With the current code, the tile will go wherever the user lets go - none of the rules I spent so long building are being taken into account yet. However, the game is almost playable right now!

The only missing thing is the ability to rotate. The user is going to do this by tapping the screen while they are moving a tile. The tap gesture is handled like this:

@IBAction func handleTap(sender: UITapGestureRecognizer) {
    activeTile?.rotate(true)
}

Nothing happens if there isn’t an active tile.
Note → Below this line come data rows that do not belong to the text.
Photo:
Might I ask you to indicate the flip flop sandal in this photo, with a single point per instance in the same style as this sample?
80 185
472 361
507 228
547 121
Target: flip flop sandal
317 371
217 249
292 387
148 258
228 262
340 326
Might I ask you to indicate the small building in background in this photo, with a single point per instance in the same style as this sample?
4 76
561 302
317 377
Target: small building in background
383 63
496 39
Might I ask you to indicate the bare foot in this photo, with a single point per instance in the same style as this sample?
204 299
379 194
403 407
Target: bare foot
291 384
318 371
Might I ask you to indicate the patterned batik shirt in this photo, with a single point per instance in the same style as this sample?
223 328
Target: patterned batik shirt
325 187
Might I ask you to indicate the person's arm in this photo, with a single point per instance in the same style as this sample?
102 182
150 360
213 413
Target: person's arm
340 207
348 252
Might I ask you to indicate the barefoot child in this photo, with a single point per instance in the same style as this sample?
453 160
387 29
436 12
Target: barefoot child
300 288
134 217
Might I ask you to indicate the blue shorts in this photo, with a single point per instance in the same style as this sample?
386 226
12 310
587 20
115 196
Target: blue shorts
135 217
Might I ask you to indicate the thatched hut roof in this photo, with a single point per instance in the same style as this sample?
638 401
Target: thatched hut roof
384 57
There are a couple of subtleties to note when using taps together with pans. First, the tap is ignored if a pan is active, unless you implement the following delegate method:

public func gestureRecognizer(gestureRecognizer: UIGestureRecognizer,
 shouldRecognizeSimultaneouslyWithGestureRecognizer otherGestureRecognizer: UIGestureRecognizer) -> Bool {
    return true
}

Second, unless you explicitly set a maximum number of touches on the pan (the default is infinity), the tap is also interpreted as being part of the pan. Since the location of a gesture is the average location of all the touches within that gesture, this means that the tile jumps to between your two fingers when you are panning and touching. Setting the maximum touches to 1 stops this.

As it stands now the game is playable, but with a few problems. These will be addressed in upcoming posts:

  • The rule system needs to be incorporated so that the tiles can only be placed on the board where they are allowed to go.
  • Picking up tiles that are close to each other seems a little unpredictable, because the entire tile area rather than the populated area is used for touches.
  • It might be worth looking at a long press gesture to pick up tiles in this situation, so the user can tell which tile they are going to move when dealing with tiles on the board.

The repo as at the end of this post is at this commit.